What’s interesting about the chart is that it has held the uptrend the entire way up, and buying the dip at the trend-line has resulted in gains of about 100% on average of the 4 major sell offs.  This price action could, in large part, be the result of relatively tight ownership (Musk owns 23% of the shares outstanding) vs the high short interest at 22% of the float.  As long as earnings losses continue in the manner they have and analysts expect them to, high short interest will be a fixture to the story, despite sales growth of 50% a year for the next few years.

SCTY Earnings and Expected losses from Bloomberg
SCTY Earnings and Expected losses from Bloomberg

While SCTY has been a terrific investment since its IPO, the stock’s performance in 2014 is in stark contrast to Sunedison (SUNE), which is up 43% on the year, but also up 1000% from its lows in 2012.  SUNE, a manufacturer of polysilicon that goes into solar technology, and also now a major solar project developer, also loses money.  The company’s longer history and varied businesses also means higher total sales than SCTY ($2.5 billion vs. $250 million), though both are around $5 billion market cap companies.

SUNE was recently the subject of takeover rumors by General Electric (GE), which were quickly denied, but much like SCTY, the largest holder of SUNE shares is not one that you would normally want to bet against – founder of Greenlight Capital, David Einhorn.  We routinely see unusual options activity in the name, most of it bullish call purchases.  Total open interest, calls outnumber puts 2.25 to 1, with 9 of the top 10 strikes of open interest are calls.

The chart of SUNE over the last 2 years, much like SCTY, is interesting, not only because it has held its steep uptrend till this past month, but also because it is today below its 200 day moving average for the first time since November 2012, nearly two years ago!!

SUNE 2yr chart from Bloomberg
SUNE 2yr chart from Bloomberg

Our only existing trade in the solar sector is a long put position in the solar etf TAN, which was originally a put calendar that Enis put on in mid-August.  Enis is long the Oct 39 put for $0.78 through that position.  The $36.60 low from May is the 6 month low in TAN.

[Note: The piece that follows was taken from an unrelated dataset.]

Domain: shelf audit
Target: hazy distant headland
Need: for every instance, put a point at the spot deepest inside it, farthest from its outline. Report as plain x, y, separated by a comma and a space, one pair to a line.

Faltering momentum from some high growth sectors was a theme for the first five months of 2014.  It didn’t take long for the broad market to shrug off weakening breadth and continue higher.  However, as sectors like 3D printing and Cloud Software failed to make new highs with large cap tech and the S&P as a whole, a break in solar could be just another sign that investors are starting to re-adjust their risk posture for a more difficult environment in the coming months.